Vascular endothelial growth factor (VEGF)
Like PDGF, vascular endothelial growth factor (VEGF) stimulates new blood vessel formation in tumors. VEGF helps supply nutrients and oxygen that allow cancer cells to grow and spread. Many solid tumor cancers, including colon cancer, show elevated VEGF levels.
| VEGF Level | Indication |
|---|---|
| Less than 35 pg/mL | Normal |
| 36-100 pg/mL | May suggest cancer risk |
| Higher than 100 pg/mL | High probability of colon cancer |
Studies indicate VEGF levels correspond with colon cancer progression – higher levels are associated with metastases. VEGF levels may help determine prognosis and monitor treatment efficacy. But factors like age, sex, and medications can also impact VEGF levels.
Matrix metalloproteinases (MMP)
Matrix metalloproteinases (MMPs) are enzymes that break down proteins in the extracellular matrix. This allows cancer cells to spread beyond the original tumor site and metastasize. Many types of MMP are found at high levels in colon cancer patients.
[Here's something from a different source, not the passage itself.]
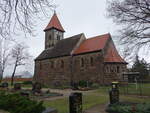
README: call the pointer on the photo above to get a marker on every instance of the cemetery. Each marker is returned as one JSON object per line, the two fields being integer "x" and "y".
{"x": 77, "y": 56}
{"x": 72, "y": 101}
Two specific MMPs – MMP-7 and MMP-9 – stand out as potential colon cancer biomarkers. Elevated levels of MMP-7 and MMP-9 in the blood indicate greater risk of colon cancer metastasis and poorer prognosis:
| MMP-7 Level | Indication |
|---|---|
| Less than 9.0 ng/mL | Normal |
| 9.1-12.0 ng/mL | Some increased risk |
| Greater than 12.0 ng/mL | High risk of metastasis |
| MMP-9 Level | Indication |
|---|---|
| Less than 200 ng/mL | Normal |
| 201-600 ng/mL | Some increased risk |
| Greater than 600 ng/mL | High risk of metastasis |
Checking MMP levels may help identify colon cancer patients at higher risk for poor outcomes who may need more aggressive treatment.
Conclusion
Research into blood biomarkers for colon cancer is very promising. Measuring levels of proteins like CEA, TIMP-1, PDGF, VEGF, and MMPs may allow earlier cancer detection, better prognostic information, and more effective post-treatment monitoring.
But more large-scale studies are needed to validate and standardize testing methods before any of these biomarkers can be used conclusively in routine clinical practice. For now, colon cancer screening is still best done through traditional methods like colonoscopy.
Blood biomarker tests will likely become a vital complement to current screening methods over the next 5-10 years. They may detect warning signs of colon cancer long before symptoms appear. Doctors could then take a personalized approach for monitoring, treatment, and survivorship care optimized to each patient’s biomarker profile and risk factors.
The future looks bright for new innovations that will reduce the burden of colon cancer worldwide. Blood-based biomarker testing is poised to become an invaluable tool in early colon cancer detection and management. Patients and doctors alike can look forward to the continued decline in colon cancer incidence and mortality these advances will bring.